BPProbert-lsat-blog-exclusivity-fallacy
You might’ve been here before: you’re trying to explain to your deluded Bay Area friends that Colin Kaepernick is not – and will never be – an elite quarterback.

“He throws when he should run. He runs when he should throw. He’s just plain dumb…”

Your friends are aghast, and they pull their trump card: Kaepernick had a 4.0 GPA in college, and scored phenomenally high on the Wonderlic Cognitive Ability Test before the NFL draft. Thus, they think they’ve established that you’re unequivocally wrong. And of course, they proclaim, that means they are right.

Nah.

What we have here is a classic example of an Exclusivity Fallacy. This may sound a lot like a False Dichotomy, and indeed the two are very similar. Both names are relatively self-explanatory. An Exclusivity Fallacy unjustifiably excludes other possibilities – in this example, that Kaepernick’s quarterbacking lies somewhere between bad and elite, or perhaps that he’s not a quarterback at all but rather a projection of our collective imagination (unlikely, but possible). A False Dichotomy, however, fallaciously suggests that there are only two possibilities; either you are right or I am right.

Note that the two differ slightly in that a False Dichotomy means you specifically present two (di) and only two possibilities, whereas an Exclusivity Fallacy could present any number of possibilities, so long as at least one is excluded.
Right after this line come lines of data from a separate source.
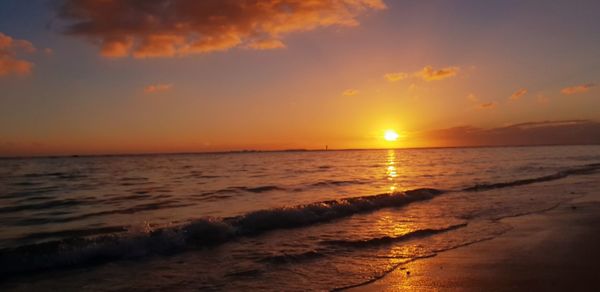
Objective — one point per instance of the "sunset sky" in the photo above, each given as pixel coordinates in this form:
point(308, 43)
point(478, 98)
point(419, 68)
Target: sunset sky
point(130, 76)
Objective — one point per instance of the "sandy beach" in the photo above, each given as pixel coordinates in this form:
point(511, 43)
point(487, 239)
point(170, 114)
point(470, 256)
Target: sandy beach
point(556, 250)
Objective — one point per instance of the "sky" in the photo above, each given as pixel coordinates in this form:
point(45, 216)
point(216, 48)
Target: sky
point(130, 76)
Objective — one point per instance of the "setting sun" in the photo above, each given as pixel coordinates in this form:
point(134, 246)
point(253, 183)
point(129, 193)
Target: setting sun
point(390, 135)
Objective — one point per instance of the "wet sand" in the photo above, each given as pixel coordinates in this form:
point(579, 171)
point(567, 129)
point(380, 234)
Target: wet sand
point(557, 250)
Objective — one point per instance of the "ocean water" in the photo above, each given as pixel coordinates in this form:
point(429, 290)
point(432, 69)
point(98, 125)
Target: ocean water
point(306, 220)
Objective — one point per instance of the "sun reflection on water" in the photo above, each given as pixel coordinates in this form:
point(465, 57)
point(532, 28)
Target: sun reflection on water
point(392, 171)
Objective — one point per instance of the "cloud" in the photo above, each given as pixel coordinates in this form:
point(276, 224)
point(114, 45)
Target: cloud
point(518, 94)
point(393, 77)
point(350, 92)
point(168, 28)
point(430, 74)
point(157, 88)
point(487, 105)
point(569, 132)
point(427, 74)
point(472, 97)
point(542, 99)
point(577, 89)
point(10, 64)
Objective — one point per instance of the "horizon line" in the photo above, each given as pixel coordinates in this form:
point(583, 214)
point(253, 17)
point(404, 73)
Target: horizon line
point(245, 151)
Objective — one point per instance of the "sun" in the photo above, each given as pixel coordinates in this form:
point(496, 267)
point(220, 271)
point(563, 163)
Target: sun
point(390, 135)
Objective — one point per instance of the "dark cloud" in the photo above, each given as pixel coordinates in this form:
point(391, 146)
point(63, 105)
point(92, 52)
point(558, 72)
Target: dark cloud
point(167, 28)
point(539, 133)
point(518, 94)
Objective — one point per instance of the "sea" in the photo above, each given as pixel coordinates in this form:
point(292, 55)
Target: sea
point(247, 221)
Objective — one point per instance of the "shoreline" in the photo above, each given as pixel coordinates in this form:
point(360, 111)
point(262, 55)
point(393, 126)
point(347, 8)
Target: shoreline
point(553, 250)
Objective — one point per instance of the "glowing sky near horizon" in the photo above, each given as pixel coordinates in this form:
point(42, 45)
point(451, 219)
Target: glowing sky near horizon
point(88, 77)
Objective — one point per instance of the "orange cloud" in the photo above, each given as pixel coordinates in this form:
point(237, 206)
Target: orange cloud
point(472, 98)
point(350, 92)
point(156, 88)
point(9, 62)
point(577, 89)
point(487, 105)
point(533, 133)
point(518, 94)
point(393, 77)
point(429, 74)
point(167, 28)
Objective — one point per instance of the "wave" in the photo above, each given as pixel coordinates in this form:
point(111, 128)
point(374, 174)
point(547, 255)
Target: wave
point(338, 183)
point(82, 251)
point(392, 239)
point(582, 170)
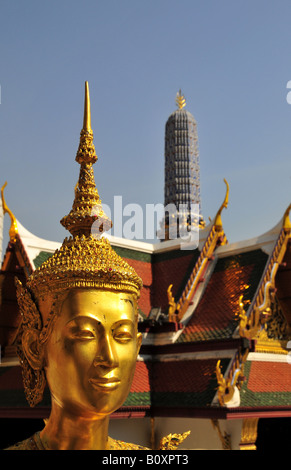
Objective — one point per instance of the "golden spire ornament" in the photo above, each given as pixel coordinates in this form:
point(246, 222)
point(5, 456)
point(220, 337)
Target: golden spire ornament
point(180, 100)
point(86, 259)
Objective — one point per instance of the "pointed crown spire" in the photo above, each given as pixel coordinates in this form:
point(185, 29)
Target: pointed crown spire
point(86, 259)
point(87, 208)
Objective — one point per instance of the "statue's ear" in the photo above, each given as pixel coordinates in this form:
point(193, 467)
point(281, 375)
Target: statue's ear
point(139, 340)
point(32, 348)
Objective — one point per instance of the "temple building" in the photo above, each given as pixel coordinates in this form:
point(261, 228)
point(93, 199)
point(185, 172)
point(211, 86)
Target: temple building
point(216, 325)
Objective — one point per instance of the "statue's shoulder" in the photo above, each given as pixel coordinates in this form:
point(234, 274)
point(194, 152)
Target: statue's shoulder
point(32, 443)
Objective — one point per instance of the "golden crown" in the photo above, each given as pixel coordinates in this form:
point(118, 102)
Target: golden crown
point(85, 259)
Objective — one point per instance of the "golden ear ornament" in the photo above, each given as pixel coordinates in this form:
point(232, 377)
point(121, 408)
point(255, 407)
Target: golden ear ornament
point(34, 380)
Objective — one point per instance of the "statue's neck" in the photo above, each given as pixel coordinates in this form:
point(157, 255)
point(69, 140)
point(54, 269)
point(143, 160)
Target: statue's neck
point(68, 431)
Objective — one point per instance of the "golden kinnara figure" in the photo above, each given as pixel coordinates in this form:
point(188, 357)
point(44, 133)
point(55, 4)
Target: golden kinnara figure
point(79, 331)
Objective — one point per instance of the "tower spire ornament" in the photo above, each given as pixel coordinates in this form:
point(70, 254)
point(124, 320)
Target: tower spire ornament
point(180, 100)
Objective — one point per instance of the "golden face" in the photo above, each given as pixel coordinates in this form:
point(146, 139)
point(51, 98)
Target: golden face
point(91, 353)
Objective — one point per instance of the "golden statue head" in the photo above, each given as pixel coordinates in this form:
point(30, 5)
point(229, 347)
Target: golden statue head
point(79, 308)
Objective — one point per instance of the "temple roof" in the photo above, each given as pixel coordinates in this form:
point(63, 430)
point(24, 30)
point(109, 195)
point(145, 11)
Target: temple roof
point(177, 371)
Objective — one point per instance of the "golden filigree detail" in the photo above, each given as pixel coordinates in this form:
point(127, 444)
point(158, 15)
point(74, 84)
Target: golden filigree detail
point(87, 259)
point(13, 231)
point(84, 262)
point(87, 209)
point(224, 205)
point(250, 326)
point(249, 434)
point(180, 100)
point(33, 380)
point(234, 379)
point(286, 219)
point(172, 441)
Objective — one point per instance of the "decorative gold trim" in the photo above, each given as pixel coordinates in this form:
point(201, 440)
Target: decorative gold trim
point(177, 309)
point(13, 231)
point(250, 326)
point(225, 438)
point(180, 100)
point(249, 434)
point(286, 219)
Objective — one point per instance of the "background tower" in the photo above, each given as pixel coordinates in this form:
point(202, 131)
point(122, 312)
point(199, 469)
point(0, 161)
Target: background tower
point(182, 171)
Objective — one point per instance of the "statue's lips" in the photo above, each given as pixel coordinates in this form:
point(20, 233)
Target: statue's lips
point(104, 384)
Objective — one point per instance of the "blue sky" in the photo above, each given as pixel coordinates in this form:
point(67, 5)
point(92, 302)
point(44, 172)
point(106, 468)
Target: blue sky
point(232, 61)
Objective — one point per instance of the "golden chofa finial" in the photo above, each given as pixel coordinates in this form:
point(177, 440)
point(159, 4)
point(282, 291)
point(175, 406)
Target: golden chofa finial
point(180, 100)
point(86, 151)
point(218, 221)
point(13, 231)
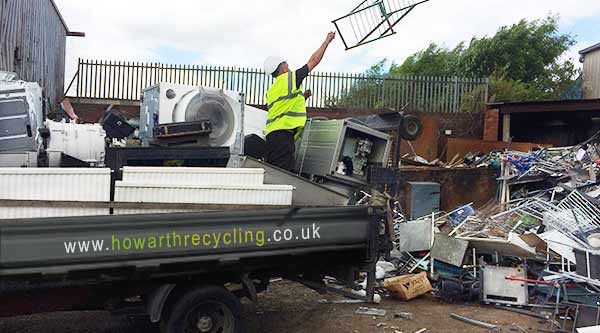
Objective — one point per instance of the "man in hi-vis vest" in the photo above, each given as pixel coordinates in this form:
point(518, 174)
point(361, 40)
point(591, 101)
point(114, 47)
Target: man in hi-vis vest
point(286, 103)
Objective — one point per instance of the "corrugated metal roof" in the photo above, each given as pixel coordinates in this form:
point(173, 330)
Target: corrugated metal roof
point(590, 49)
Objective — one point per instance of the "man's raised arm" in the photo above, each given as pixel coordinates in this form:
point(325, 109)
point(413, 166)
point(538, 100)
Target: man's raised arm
point(316, 58)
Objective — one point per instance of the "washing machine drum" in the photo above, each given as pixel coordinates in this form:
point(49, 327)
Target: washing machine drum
point(208, 105)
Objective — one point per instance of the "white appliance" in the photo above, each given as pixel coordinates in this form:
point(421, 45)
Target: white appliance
point(231, 119)
point(21, 114)
point(85, 142)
Here, your 49er fan buddies are engaging in both an Exclusivity Fallacy and a False Dichotomy by deducing their rightness from your wrongness, and ignoring the third possibility that neither of you are correct, and that Kaepernick is a somewhat strong QB, but neither truly terrible nor truly exceptional.

One of the most famous examples of an Exclusivity Fallacy can be found (surprise, surprise) in George W. Bush’s speech to Congress declaring that “either you are with us, or you are with the terrorists.” As with the above, anything outside the rigid binary is excluded; there are only two possibilities. That’s fine for rhetoric, but it’s logically laughable.

The moral of the story? Don’t fall for the Exclusivity Fallacy, don’t listen to George W. Bush, and don’t be a Niners fan.